21. Remember the Journey to School Integration by Toni Morrison


Nonfiction book annotation
By: Angela Wilcox

78 Pages



Morrison, T. (2004). Remember the journey to school integration. Boston: Houghton Mifflin Company.

Author Creditability: At the time Toni Morrison wrote this book she was the Robert F. Goheen Professor of Humanities at Princeton University. She was also the senior editor at Random House for 20 years. She has degrees from Howard and Cornell universities and honorary degrees from numerous other institutions, including Harvard. She has won numerous awards including the 1988 Pulitzer Prize, the 2000 National Humanities Medal, the 2000 Library of Congress Bicentennial Living Legend Award, as well as many more. She was also the first African American woman to receive the Nobel Prize in Literature.

Summary: This book is mostly made up of full page black and white photos of the time of Brown v. Board of Education and integration of the school system which grew into the nationwide Civil Rights Movement. Morrison relates what she believes the children and people in the photos might have been saying at the time in her text. This is a pictorial and narrative journey that lets the reader be aware of this time period in American history and its significance today.

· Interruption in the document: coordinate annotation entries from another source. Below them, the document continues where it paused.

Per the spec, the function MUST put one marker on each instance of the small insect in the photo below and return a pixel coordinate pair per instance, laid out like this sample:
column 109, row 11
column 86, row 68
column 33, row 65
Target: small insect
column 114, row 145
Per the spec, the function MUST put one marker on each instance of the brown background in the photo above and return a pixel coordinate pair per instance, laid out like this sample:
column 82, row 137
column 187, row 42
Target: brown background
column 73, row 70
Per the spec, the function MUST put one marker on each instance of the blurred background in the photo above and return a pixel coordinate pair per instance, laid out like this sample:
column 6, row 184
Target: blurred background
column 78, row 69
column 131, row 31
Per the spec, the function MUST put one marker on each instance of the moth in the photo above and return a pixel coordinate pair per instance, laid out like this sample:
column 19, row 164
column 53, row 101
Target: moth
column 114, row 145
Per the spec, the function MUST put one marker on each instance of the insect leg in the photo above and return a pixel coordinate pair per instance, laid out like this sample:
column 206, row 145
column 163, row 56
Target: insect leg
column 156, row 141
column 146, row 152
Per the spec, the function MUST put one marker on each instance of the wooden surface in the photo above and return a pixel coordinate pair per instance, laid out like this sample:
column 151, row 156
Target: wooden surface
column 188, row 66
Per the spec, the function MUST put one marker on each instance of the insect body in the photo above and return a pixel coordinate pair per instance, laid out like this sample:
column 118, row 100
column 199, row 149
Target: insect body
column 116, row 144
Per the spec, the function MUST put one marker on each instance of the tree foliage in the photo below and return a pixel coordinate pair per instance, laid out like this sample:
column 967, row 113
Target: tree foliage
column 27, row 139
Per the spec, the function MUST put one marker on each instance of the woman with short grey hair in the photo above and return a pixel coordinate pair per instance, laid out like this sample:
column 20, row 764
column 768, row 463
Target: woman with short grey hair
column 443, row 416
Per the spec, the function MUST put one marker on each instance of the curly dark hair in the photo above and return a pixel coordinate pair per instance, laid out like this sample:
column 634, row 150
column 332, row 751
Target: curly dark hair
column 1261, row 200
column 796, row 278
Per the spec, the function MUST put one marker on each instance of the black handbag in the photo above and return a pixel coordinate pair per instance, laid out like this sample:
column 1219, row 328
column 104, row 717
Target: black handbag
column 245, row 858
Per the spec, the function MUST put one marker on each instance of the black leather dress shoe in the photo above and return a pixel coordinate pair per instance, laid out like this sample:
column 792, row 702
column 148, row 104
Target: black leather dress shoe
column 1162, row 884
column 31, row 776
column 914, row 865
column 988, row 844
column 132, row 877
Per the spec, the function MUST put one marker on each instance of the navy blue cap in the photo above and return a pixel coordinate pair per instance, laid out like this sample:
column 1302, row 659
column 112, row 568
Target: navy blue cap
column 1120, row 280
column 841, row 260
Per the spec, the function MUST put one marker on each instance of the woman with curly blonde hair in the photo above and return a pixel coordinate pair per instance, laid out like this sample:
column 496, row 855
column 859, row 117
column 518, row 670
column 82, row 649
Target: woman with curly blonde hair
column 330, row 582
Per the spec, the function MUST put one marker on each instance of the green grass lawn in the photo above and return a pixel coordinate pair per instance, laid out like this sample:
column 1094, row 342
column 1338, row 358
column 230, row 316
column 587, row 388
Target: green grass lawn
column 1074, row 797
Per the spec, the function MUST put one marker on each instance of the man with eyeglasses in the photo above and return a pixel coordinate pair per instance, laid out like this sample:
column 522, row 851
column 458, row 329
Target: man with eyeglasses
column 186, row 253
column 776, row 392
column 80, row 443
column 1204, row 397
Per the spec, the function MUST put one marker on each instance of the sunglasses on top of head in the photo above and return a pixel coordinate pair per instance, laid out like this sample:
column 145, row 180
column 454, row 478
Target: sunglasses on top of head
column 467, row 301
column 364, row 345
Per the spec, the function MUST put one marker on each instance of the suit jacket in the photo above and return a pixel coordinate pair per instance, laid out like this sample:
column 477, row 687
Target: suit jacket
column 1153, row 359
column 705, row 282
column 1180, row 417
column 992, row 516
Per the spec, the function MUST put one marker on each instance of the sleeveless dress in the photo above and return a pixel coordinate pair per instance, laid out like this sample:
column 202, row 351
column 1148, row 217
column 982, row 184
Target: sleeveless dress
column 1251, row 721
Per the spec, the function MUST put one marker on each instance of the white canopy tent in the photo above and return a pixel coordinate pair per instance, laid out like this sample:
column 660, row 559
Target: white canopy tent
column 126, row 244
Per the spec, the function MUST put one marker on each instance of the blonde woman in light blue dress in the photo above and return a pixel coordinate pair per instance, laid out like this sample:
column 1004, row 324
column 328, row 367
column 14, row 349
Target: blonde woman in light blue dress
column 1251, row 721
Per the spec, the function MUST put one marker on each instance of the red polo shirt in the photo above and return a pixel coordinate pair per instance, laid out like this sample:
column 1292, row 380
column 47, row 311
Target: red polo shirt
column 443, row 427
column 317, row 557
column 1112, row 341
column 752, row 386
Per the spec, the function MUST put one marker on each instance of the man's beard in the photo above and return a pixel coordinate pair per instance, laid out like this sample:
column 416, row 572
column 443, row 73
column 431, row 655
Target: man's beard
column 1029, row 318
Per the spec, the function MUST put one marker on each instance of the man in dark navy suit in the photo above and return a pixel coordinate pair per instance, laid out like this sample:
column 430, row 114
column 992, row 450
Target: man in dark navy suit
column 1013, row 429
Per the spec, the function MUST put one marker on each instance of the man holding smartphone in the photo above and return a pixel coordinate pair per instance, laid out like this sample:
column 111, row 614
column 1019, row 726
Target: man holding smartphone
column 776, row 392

Most Important Access Features: This book contains an introduction from Toni Morrison that builds the readers’ schema for the time period of this book. It contains photographs and a copy of The New York Times during this important time in our history. In the back of the book is a timeline of key events in the Civil Rights Movement and school integration. Lastly, there are photo notes with a small photo of the photograph, the page number it is on, where the picture was taken, and a small description of it.

Description of Illustrations: This book contains all primary source documents and photographs. There is a whole list of photo credits at the back of the book where all the photos came from.

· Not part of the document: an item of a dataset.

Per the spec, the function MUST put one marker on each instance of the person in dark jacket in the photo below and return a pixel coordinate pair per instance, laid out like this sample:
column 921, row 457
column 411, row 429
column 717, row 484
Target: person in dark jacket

Grade Level & Uses: K-8; I believe this book could be used to help students understand our history and how things used to be not just to long ago. The lower grades could not read the text, but the could look at the photographs as the teacher was discussing this time period in our history. I would use this while teaching the Civil Rights Movement and integration

Standards: Social Studies: Culture; Time, Continuity, and Change; Power, Authority, and Governance


Related Texts & How Related: The following books could be used along with Remember The Journey to School Integration to talk this time period in our history.

The Voice That Challenged a Nation: Marian Anderson and the Struggle for Equal Rights

by Russell Freedman
Through My Eyes by Ruby Bridges
Freedom’s Children: Young Civil Rights Activists Tell Their Own Stories by Ellen Levine
Freedom on the Menu: The Greensboro Sit-Ins by Carole Boston


Quality/Awards:
Parent’s Choice Gold Award
Coretta Scott King Award
Bccb Blue Ribbon Nonfiction Book Award

Personal Response to Book: This has also been one of my favorite books. The photographs in this book are breath taking. It amazes me at what all children had to do during this time period and what they were faced with. I believe this should be a required read for every child studying the Civil Rights Movement and this time period in American history.